Overview of the Joint Industry Project Wave impact on Fixed foundations I and II (WiFi JIP)
Erik-Jan de Ridder, Tim Bunnik
MARIN, Wageningen, The Netherlands
The objective of the Joint Industry Project Wave impact on Fixed foundations I/II (WiFi JIP) was to increase the understanding of breaking and steep wave impact's on fixed foundations of offshore wind turbines (OWT). The project was set-up as a Joint Industry Project (JIP) and in total 20 companies and research institutes participated in the project.
An overview of the complete WiFi JIP project will be presented. At the start of the project the state of the art design methods and guidelines were reviewed (WP1). Thereafter a jacket and a monopile foundation were designed using these state-of-the-art tools that were available at the start of the project. In the next phase the designed foundations were tested in MARIN's shallow water model basin. The model test results were used as validation for numerical simulations. WP4 delivered more understanding of the wave climate in OWT areas, like the North Sea, in terms of the probability of occurrence of breaking and steep waves. WP 8 provided analyses of the performed full scale measurements on the response of a OWT. The CFD simulations performed in WP 9 showed that a good agreement is obtained between the CFD simulations and the model and full scale measurement. In work package 10, an improved methodology was developed based on the outcome of the previous WP's to model the breaking wave impact of plunging type breakers. In WP 11 and 12 this new approach is applied on different case study's by ECN.
The method used in the WIFI JIP project, was by using the model tests results to validate the numerical CFD (computation fluid dynamic) models. Thereafter the CFD models were used to understand the complex loading of steep an breaking waves on a wind turbine foundation. This knowledge was then transformed in improved design methods and guidelines for modelling steep and breaking wave impacts on offshore wind turbine foundations.
The foundations for the monopile was modelled as an rigid and flexible foundation. The foundations were tested in regular waves, irregular sea states and so called focused waves. During the model tests the wave heights, wave run-up, accelerations, impact pressures and loads on the foundation and boat landing were measured. For better understanding of the wave climate in OWT areas, like the North Sea, in terms of the probability of occurrence of breaking and steep waves, an extensive 5 week experimental program was for different water depths, currents and seabed shapes. The results were summarized in wave almanac which gives a overview of the measured loads for the different environmental combinations.
From the complete WIFI JIP it followed that for the existing design approach using streamfunction it is difficult to accurately capture the maximum wave load on a OWT foundation for steep and breaking waves.

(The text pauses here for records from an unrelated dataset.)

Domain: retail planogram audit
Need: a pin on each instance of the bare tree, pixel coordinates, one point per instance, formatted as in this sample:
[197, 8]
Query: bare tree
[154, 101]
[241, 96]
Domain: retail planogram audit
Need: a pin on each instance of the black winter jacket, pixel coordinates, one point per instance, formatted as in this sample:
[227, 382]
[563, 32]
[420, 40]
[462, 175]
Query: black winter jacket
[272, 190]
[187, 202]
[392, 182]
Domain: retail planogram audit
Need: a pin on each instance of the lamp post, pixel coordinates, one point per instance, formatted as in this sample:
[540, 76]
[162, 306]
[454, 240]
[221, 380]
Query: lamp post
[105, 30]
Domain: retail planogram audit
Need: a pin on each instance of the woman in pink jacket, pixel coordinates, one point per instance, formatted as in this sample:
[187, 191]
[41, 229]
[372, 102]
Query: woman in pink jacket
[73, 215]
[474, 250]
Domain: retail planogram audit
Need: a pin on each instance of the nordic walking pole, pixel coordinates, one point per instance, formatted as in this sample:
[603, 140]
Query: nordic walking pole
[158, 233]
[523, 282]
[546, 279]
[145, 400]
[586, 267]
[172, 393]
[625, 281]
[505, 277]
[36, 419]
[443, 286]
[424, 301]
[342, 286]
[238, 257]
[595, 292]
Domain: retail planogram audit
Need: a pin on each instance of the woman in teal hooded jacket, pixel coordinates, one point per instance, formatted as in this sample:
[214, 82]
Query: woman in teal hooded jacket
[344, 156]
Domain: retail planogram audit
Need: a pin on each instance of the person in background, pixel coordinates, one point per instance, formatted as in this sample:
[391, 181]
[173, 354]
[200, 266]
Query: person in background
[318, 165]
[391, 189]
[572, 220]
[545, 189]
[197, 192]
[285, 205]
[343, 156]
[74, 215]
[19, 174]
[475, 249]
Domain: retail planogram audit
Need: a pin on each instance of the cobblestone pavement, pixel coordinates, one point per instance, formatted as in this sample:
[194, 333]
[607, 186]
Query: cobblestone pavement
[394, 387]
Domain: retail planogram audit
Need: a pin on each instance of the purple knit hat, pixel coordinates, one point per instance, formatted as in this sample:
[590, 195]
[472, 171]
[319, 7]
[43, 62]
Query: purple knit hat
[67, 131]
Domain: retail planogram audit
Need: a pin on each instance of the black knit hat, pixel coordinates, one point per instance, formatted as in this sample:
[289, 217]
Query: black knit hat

Within the JIP an improved design method was delivered in which the wave kinematics were obtained with a non-linear wave model instead of stream function. Furthermore and improved wave slamming formulation was developed which could be added to the guidelines.
The knowledge developed in the WIFI JIP can be used to improve the design of offshore wind turbine foundations from a wave loading point of view. The objective to share a part of our acquired knowledge is to make designers, operators and developers aware of the developed knowledge within the project.